In her ruling, Mills pointed out that the School Committee’s decision to award the contract to Ledgewood was based “squarely on the opinions of a person (Kanteres) who did not appear before the School Committee and who offered no testimony to the court” during the hearing for a temporary restraining order on Nov. 26.

During that hearing, the School Department and Landry/French each agreed that state law governs the contract award, a law that requires “any contract for the construction, major alteration or repair of school buildings involving a total cost in excess of $250,000 …  must be awarded by competitive bids.” Mills wrote that state law also requires that “unless there are valid reasons to the contrary, contracts shall be awarded to the lowest responsible bidder.”

In her order, Mills ruled that since both Landry/French and Ledgewood were qualified bidders on the project and that each had set Dec. 8 as the effective date of their bids, reversing the bid would not delay construction, as the School Department argued it would.

Her ruling dismissed the School Department’s argument that issuing an injunction would overturn a good-faith decision of the School Committee, noting that the request for temporary restraining order did not challenge the character of committee members. Instead, she ruled, “The public’s interest in having defendants (School Department) follow a statute enacted by the Maine Legislature that applies to this contract far exceeds the public’s interest in ratifying a decision of a local School Committee.” 

Asked Tuesday whether the court battle would make it more difficult to work with the School Department on what will be a long-term construction project, French said he didn’t think so. “We’re going to go in and act professional and do what we do best and build. I’m hoping we can put this whole situation behind us and act in good faith.”

He added, “What’s the most troubling piece of this whole thing is the comments that we have poor on-time/on-budget completions. That is just so false.” He said that this claim was made based on what were said to be phone calls with references he provided as part of the pre-bid qualification application, but that “not one” of those references was contacted.

He said he’s always had a good relationship with the project architect and with Ledgewood. That there’s any bad blood between the companies, French said, “is a hundred percent false and if Ledgewood was asked, they would say the same thing about us. We’re both good companies.”

Ledgewood Construction declined to participate in the lawsuit to argue that it be awarded the contract, and has declined comment on the contract challenge.
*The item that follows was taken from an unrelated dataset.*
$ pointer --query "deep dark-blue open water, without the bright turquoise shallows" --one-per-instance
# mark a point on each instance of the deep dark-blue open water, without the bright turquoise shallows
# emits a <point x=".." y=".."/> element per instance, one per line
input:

Calls to architect Scott Simons and owner’s representative David Lewis for comment were not returned.

The Lisbon School Committee will meet at 7 p.m. Monday, Dec. 8, at the Town Office to consider the contract and Green’s recommendations.

Editor’s note: This story has been updated to reflect Superintendent Richard Green’s clarification that he made no recommendation to the School Committee on which bidder to award the contract, and to reflect Green’s clarification that it was the architect’s representative who provided an opinion about the working relationship between Scott Simons and Landry/French. Simons disputes that assertion.